Free Speech and the Workplace

Updated: Mar 5, 2020

The Economist February 29th, 2020 Speech at work “None of your business”. “Companies are increasingly worried about what their employees say-inside and outside the office”

The rise of social media amplified the opportunities to instantaneously tell not just your colleague or close friend but much of the world your point-of-view. What was once ephemeral happy hour fodder is now available as a tightly unitized record-easily saved and distributed on a whim and beyond the author's control. Knowledge is power and dispatches in-this-form can be frightening for the author and associates be they friends, foes or organizations.

In the western workplace, “Free Speech” is uniquely protected to avoid retaliation on religious grounds.
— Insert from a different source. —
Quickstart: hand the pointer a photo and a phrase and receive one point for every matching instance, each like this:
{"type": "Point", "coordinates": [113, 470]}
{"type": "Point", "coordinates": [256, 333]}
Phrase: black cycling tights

Increasingly now, workers are seeking similar protections for other beliefs. Current thinking suggests certain beliefs might be protected if they are 1) “genuinely held”, 2) based on objective data and not just opinion, 3) a “substantial part of life”, 4) cohesive, serious and important and 5) “…worthy of respect in a democratic society and compatible with human dignity and the rights of others”. Examples potentially meeting these criteria, as determined by “European Tribunals” are 1) opposition to hunting, 2) Darwinism, 3) the “higher purpose of public broadcast journalism”, 4) ethical veganism and 5) Anthroposophy.

Being political, in the workplace, can get you fired in many locales across America. Surprisingly, political protections are much stronger in free countries of Europe. This raises obvious concerns and is particularly important in the current political divide. Yet employers “say they need to restrict the expression of certain views in order to create inclusive workplaces”. More concerning is the growing desire of businesses to suppress free speech outside of the workplace. As many as 10% of “firings in the Netherlands are now related to social media”. Pushback to such firings are typically paid-off in exchange for silence. Particularly thorny are posts that “bring an employer into disrepute”.

To circumvent such issues, to their credit, many companies are defining expectations in their current code of conduct. The depth of detail varies widely, “Intel simply asks employees to ‘use common sense’”. A consultant observer suggests that focusing on civility in the workplace is key. Put aside personal beliefs and focus on the shared organizational mission.